何の呪文?と聞かれることもしばしば。宮沢賢治が作品の中に登場させた架空の村の名前です。
自分たちの農業のスタイルを変えた7年前からこの名前を使ってます。
賢治がその村にどんな夢を託していたか、そこまではわかりません。
でも、優しさに包まれた村ではなかったかと想像するところです。
私たちも、私たちの野菜を食べてくれる人たち、そしてこの鹿児島の南端で出会う人たちと厳しくも暖かくつながって行きたい。その気持ちの”村”としてイーハトーブと名付けました。

昔見た映画に同名の映画がありました。
小さな村の分校とそこに住む村人のお話。村の持つ意味、価値、機能、そんなものを今一度問い直し、考えて見たいですね。

若い芽
7年前から急に若い人たちが、我が家を訪ねてくれるようになりました。
いやー、狭くて子沢山の我が家に、、。風呂は薪風呂だし、泊まりは厩の二階だし、扇風機の蚊取り線香だし。でも、一緒に畑仕事をして、暇を見つけて開聞岳に登ったり、露天風呂入ったり、海で泳いだり皆上手に田舎を満喫してゆきます。

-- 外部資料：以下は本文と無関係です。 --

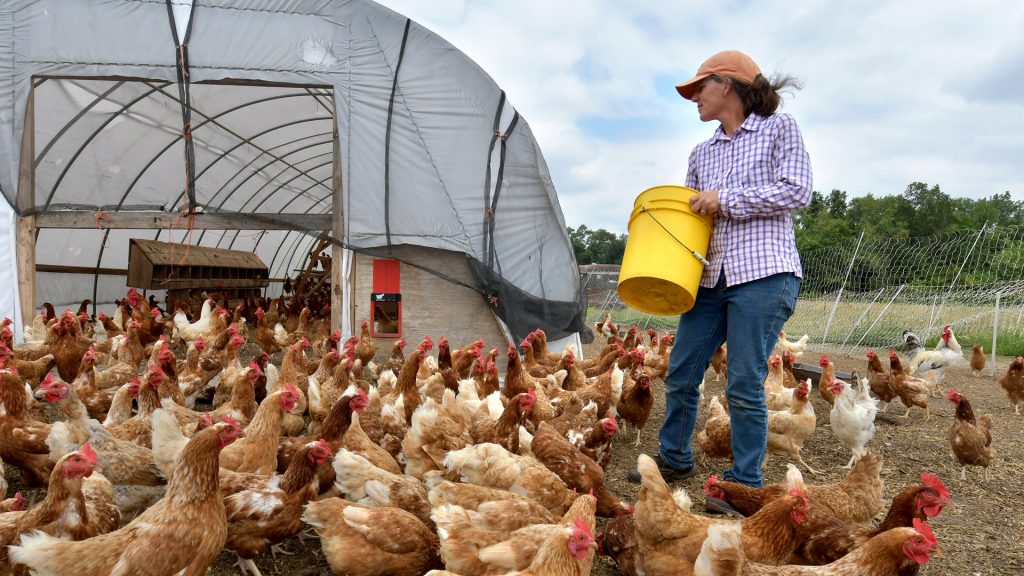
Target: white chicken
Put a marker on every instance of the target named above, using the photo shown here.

彼らと過ごしてみて、有機農業という言葉の中に、都会で抱えた疑問の答えをここに来て見いだそうてしているように感じます。
出会った人たちは皆、一生懸命で感性が柔らかく、新しい発見をさせてもらっているのは私たちの方です。
自然環境のこと、生きかた、夢、地球規模の話からささやかな恋の話まで話題はつきることはありません。

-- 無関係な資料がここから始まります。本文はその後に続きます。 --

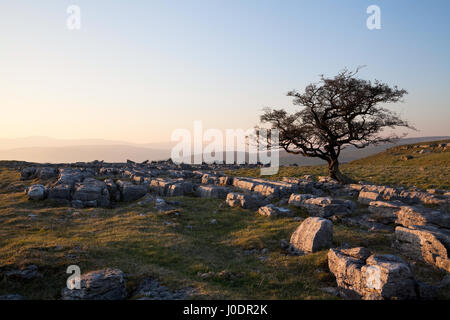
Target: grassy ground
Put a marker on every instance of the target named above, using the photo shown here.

都会に帰ってゆく人、鹿児島に定住を決めた人、農家に嫁いだ人、留学、協力隊で海外に出た人、皆様々なところでがんばっていますが長いおつき合いをさせていただいていることはありがたい事です。
皆、見えない村の村人です。時々ふらっと訪ねてきたり、メールや手紙が届いたり、やはり架空の村は村としてみんなの中にあるようで。
私たちは変わらずここにいるよ、いつでも帰っておいで。
そして、さらに多くの村人に出会って行きたな。